As a conversationalist he was not brilliant or forceful, but his measured words carried weight by virtue of the wisdom, integrity and rare objectivity with which they were informed. He talked for the most part on serious topics, but in the company of his friends he could relax and indulge in light conversation, garnished with amusing anecdotes, to which he was very partial. Hearty laughter was not in keeping with his character, and he had not the sense of fun which revels in the sheer absurdity of a comic situation. His was a satirical turn of humor, most readily aroused by the irrationality and the oddities of human behavior, but there was no touch of malice in his satire. He had a great gift for producing an apposite humorous saying or anecdote to drive home a serious point. When, as happened not seldom, a course of action adopted against his advice did not bring about the dire consequences which he had foretold, he would quote in Yiddish an aphorism to the effect that “an act of folly which turns out well is still an act of folly.” An example of his use of anecdote is the story of Abraham the Fool at the end of the Discarded Old Manuscript. Another, not published, is his ruling on the question once submitted to him by some anti-religious teachers of the Tel Aviv Gymnasia, whether they should comply with the demand of the orthodox patrons of the school that the pupils must cover their heads during the Bible lesson. They feared that compliance with this demand might involve a sacrifice of principle. In reply he told them the following story. A Jew brought up in the strictest orthodoxy emigrated from his native Galician village to New York, where in course of time he became a Reform rabbi. A close friend of his boyhood days, who had remained in the village and still conformed to the traditional Jewish way of life, happened once to be in New York on business, and took the opportunity of visiting his old playmate. Calling on the rabbi on a Sabbath afternoon, he was shocked to find him smoking a cigar; and when he too was invited to smoke, his indignation knew no bounds. Whereupon the rabbi said: “What? You won’t smoke? Never mind: one can be a good Jew even if one doesn’t smoke on the Sabbath!” The moral was that the teachers might, without prejudice to their secularist principles, emulate the Reform rabbi’s tolerance of traditional Jewish practice.

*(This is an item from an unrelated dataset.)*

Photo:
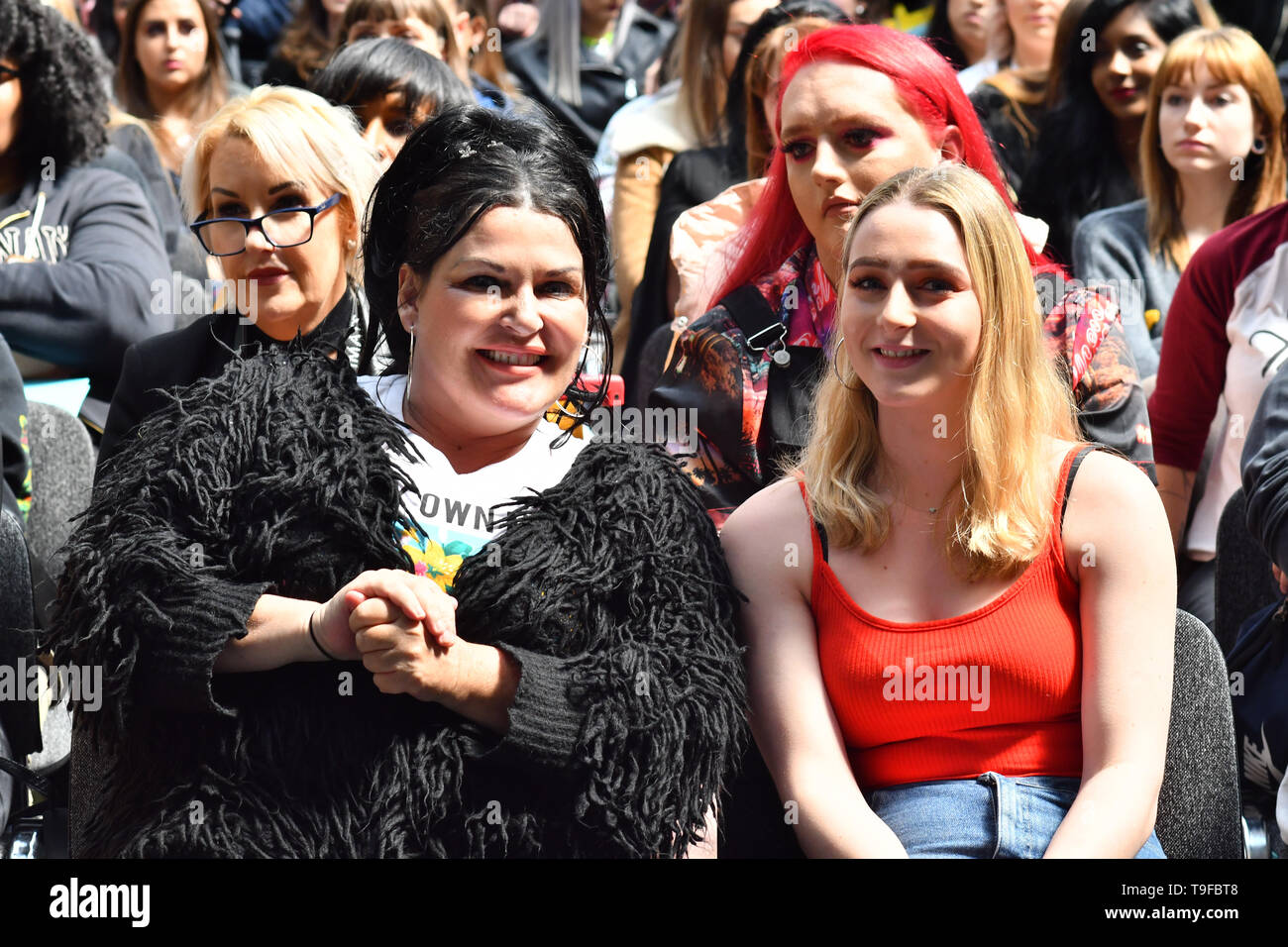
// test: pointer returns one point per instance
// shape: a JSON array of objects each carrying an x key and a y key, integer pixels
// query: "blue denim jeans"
[{"x": 991, "y": 815}]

He was of a kindly disposition, and his general mood was cheerful, though he was subject to periods of depression, more especially in his later years of ill-health. Essentially he was a lonely man, living much in his own inner world, intensely introspective, and with enormous power of concentration. He seems to have lacked any natural urge for self-expression and generally wrote, when he did write, rather in obedience to his sense of duty than for the joy of creation. Writing for publication was a difficult and painful process and involved a heavy responsibility.